Am heutigen Sonntag wurde das Ergebnis des SPD-Mitgliederentscheids verkündet. Wahlberechtigt waren dabei mehr als 460.000 Mitglieder. Von den 378.437 abgegebenen Stimmen votierten insgesamt 66 Prozent der Mitglieder für eine erneute große Koalition aus CDU und SPD.

Für die Große Koalition – knapper als beim letzten Mal

Ganze 78,39 Prozent der SPD-Mitglieder hatten ihre Unterlagen für den Mitgliederentscheid rechtzeitig eingeschickt. Abzüglich der ungültigen Stimmen sprachen sich 239.604 Mitglieder für eine Große Koalition aus. Auf der “NoGroKo”-Seite kamen nur 123.329 Stimmen zusammen. Damit ist es nun offiziell – die SPD spricht sich mehrheitlich für eine Neuauflage der Großen Koalition aus. Allerdings fand diese Entscheidung dieses Mal lediglich 66 Prozent Zuspruch. Beim letzten Mitgliederentscheid unserer SPD, wo es ebenfalls um eine Koalition mit der CDU ging, war eine solche Regierungsbildung noch im Interesse von 75 Prozent unserer Parteimitglieder.

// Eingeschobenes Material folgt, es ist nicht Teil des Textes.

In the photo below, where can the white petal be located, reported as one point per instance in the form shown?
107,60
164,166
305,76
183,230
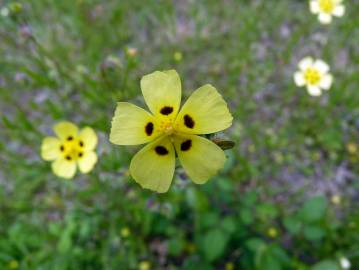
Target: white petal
314,7
305,63
299,78
314,90
321,66
339,11
326,81
325,18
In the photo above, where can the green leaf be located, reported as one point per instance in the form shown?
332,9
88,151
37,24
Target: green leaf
326,265
314,209
292,224
313,233
214,244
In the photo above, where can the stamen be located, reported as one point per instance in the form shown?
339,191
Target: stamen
161,150
186,145
188,121
149,129
166,110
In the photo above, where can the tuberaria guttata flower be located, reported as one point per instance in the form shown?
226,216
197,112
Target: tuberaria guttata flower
326,9
169,130
314,74
71,148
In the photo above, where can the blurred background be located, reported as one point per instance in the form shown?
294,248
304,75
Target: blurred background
288,196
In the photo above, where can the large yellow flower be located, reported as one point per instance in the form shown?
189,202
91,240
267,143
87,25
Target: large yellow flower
169,130
71,148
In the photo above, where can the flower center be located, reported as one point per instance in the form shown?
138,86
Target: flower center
72,148
312,76
326,6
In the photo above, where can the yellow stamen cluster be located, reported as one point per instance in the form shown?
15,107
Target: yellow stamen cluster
312,76
72,148
327,6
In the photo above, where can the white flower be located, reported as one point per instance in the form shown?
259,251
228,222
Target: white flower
314,74
326,9
344,263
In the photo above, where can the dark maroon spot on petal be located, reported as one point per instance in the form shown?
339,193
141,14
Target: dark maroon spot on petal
186,145
149,129
166,110
188,121
161,150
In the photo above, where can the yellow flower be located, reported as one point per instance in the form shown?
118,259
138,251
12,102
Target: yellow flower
229,266
326,9
314,74
13,264
272,232
144,265
169,130
125,232
71,148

Eine neue Regierung unter Merkel – schauen, was zu machen ist

Nachdem die Wahlen nun schon lange vorbei sind und es ein gewaltiges Hin und Her um die Regierungsbildung gab, steht die nächste große Entscheidung nun für den 14. März an: An diesem Tag soll Angela Merkel erneut zur Bundeskanzlerin gewählt werden. Der Koalitionsvertrag steht, die Entscheidungen sind auf allen Seiten gefallen – nun steht einer weiteren Legislaturperiode mit einer GroKo nichts mehr im Wege.

Das wird eine herausfordernde Zeit, wenn nicht sogar eine schwere Zeit. Innerhalb der SPD Hattingen herrscht eine überwiegende Ablehnung der GroKo. Zuviel hat man in den letzten Jahren mitgetragen, zu häufig ist man von CDU/CSU verschaukelt worden, zu offensichtlich hat man sich in dieser Koalition verschlissen. Zudem fallen die sozialdemokratischen Themen innerhalb des Koalitionsvertrags in unseren Augen deutlich zu gering aus.

Inwiefern mit dem heutigen Entscheid für eine Große Koalition die Dinge besser oder schlechter werden, wird man sehen müssen. Dabei denken wir natürlich nicht nur an den Bund, sondern vor allem an die Kommunen. Gerade bei der Haushaltslage unserer Kommunen ist Hilfe notwendig, aber auch bei der Ausstattung von Schulen, der Infrastruktur etc. besteht viel Nachholbedarf.

Wir bleiben weiter dran – und machen das Beste draus.